Abstract
Treatment of cancer started long before the emergence of modern pharmaceuticals, and over the decades, mankind has tried just about everything to battle this disease. Besides surgery, only a handful of treatments have stood the test of time: ionizing radiation, discovered by Wilhelm Röntgen, and chemotherapy treatments, discovered serendipitously in the release of mustard gas following the bombing of an American cargo ship in Bari (Italy) during the Second World War. Antimetabolites and natural products were also found to have potent anti-cancer effects and much later it was discovered that all the anti-cancer drugs share the same target: DNA. Hence, there is overwhelming evidence that causing DNA damage is an effective way of treating cancer.
DNA was for a long time thought to be highly stable, a prevailing view until Tomas Lindahl discovered the spontaneous decay of DNA (Lindahl and Andersson 1972; Lindahl and Nyberg 1974). As DNA is indispensable for life, Dr. Lindahl hypothesized that there must be a way to repair the DNA and subsequently he identified the first DNA repair protein, a uracil DNA glycosylase (Lindahl 1974). For this discovery he got the 2015 Nobel Prize in Chemistry, which he shared with Drs. Paul Modrich and Aziz Sancar for their discoveries of other DNA repair pathways.

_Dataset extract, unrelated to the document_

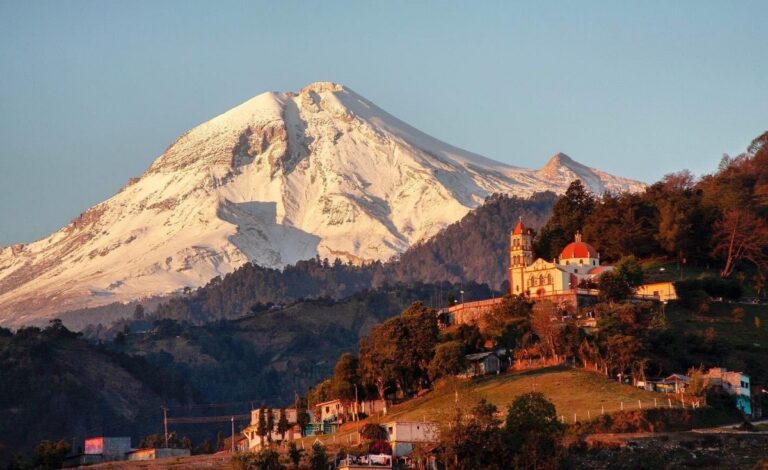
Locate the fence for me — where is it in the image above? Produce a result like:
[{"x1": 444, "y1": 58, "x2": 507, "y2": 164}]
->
[{"x1": 560, "y1": 395, "x2": 701, "y2": 424}]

Over the years, hundreds of DNA repair proteins have been identified and their individual role has been studied in great biochemical detail (Hoeijmakers 2001).
Although DNA damaging agents dramatically improved cancer survival rates and prolonged life, it was evident early on that cancers relapsed and developed resistance. For clinicians it was clear that the cancer cells somehow escaped the treatments and a likely mechanism was by improving their ability to repair DNA. Hence, a way to decrease the DNA repair capacity of cancer cells has been on the agenda for a long time to improve cancer treatment, in particular in the radiation oncology field. The big issue has always been how to selectively sensitize the cancer cells and not the non-transformed cells?
COI statement: the author is listed inventor of numerous patents targeting DNA repair in cancers and recieves royalty from PARP inhibitor sales.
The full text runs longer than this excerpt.